After 32 months of growth, manufacturing conditions slumped sharply across America's central states in August as factories wrestled with trade tariffs, slowing sales, and declining exports, employment, and business confidence, according to a widely watched economics report released Tuesday by Creighton University.
For the first time in nearly three years, Creighton's nine-state Mid-America Business Conditions Index fell to 49.3 last month, below the threshold of 50, signaling economic contraction.
Creighton's regional Mid-America Business Conditions Index tracks nine states including Minnesota, Iowa, the Dakotas and Nebraska. In July, the regional index was 52.
Minnesota's index fared even worse, falling to 48.6 in August from 51.7 in July as sales, inventories and employment totals fell.

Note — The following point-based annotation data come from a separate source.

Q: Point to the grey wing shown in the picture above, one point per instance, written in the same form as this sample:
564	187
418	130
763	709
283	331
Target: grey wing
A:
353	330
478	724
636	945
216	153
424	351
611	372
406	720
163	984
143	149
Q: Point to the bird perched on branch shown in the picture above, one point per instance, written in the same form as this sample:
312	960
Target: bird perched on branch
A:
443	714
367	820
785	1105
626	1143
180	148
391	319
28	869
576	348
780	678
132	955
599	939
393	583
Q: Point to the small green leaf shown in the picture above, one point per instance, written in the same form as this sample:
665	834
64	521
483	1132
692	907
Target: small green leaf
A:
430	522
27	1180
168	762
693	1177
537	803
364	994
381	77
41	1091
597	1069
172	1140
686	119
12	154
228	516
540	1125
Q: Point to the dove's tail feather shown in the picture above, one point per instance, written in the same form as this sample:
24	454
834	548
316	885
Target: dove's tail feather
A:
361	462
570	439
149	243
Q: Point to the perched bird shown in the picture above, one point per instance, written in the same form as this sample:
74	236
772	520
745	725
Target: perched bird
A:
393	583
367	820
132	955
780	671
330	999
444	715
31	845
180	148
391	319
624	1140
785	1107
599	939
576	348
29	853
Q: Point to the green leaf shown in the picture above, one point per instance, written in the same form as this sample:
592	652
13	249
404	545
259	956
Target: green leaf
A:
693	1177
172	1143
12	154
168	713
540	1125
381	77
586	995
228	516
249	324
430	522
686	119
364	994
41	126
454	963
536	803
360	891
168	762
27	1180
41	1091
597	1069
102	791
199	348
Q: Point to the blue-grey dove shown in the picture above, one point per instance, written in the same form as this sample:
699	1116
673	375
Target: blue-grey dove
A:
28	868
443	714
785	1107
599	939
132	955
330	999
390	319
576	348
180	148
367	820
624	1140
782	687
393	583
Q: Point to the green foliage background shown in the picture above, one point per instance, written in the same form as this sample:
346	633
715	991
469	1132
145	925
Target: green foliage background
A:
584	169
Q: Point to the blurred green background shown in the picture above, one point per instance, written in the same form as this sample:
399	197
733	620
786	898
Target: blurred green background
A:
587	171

Over the last 12 months, Minnesota's nondurable goods producers have lagged manufacturers of durable or long-lasting goods, Creighton economists found.
But weaknesses were not contained to Minnesota alone, according to the Creighton report that also tracks Missouri, Kansas, Oklahoma and Arkansas.
"Weakness in the (entire nine-state) region's farm and manufacturing sectors produced by tariffs and a global economic slowdown pulled regional growth below that of the nation," said Ernie Goss, director of Creighton University's Economic Forecasting Group. "Based on our manufacturing survey over the past several months, I expect overall growth to slow and potentially move into negative territory in the months ahead."
Goss said surveyed factory heads continue to complain about worker shortages and a slowdown in sales.
Roughly 44% of supply managers said trade tariffs were their "greatest economic challenge for the next 12 months." The Creighton report found that the "new export orders index" sank to a dismal 39.6. That's down from July's 44.7. The region's "import index" also slumped, but just to 42.3 from 43.8 in July.
Many Minnesota-based manufacturers reported that the escalating U.S. trade war with China and other nations increased internal supply chain costs and disrupted supply flows. They responded by increasing product prices to offset higher costs. Aside from trade tariffs, a host of companies reported slowing product demand from customers in China, Japan and Europe.
3M, Graco, and H.B. Fuller all saw lackluster sales growth or falling profits during their recently reported second quarters.
In July, 3M Co. reported that its customers and even some of its own factories are beginning to slow production and use up excess product inventories as a means to control costs.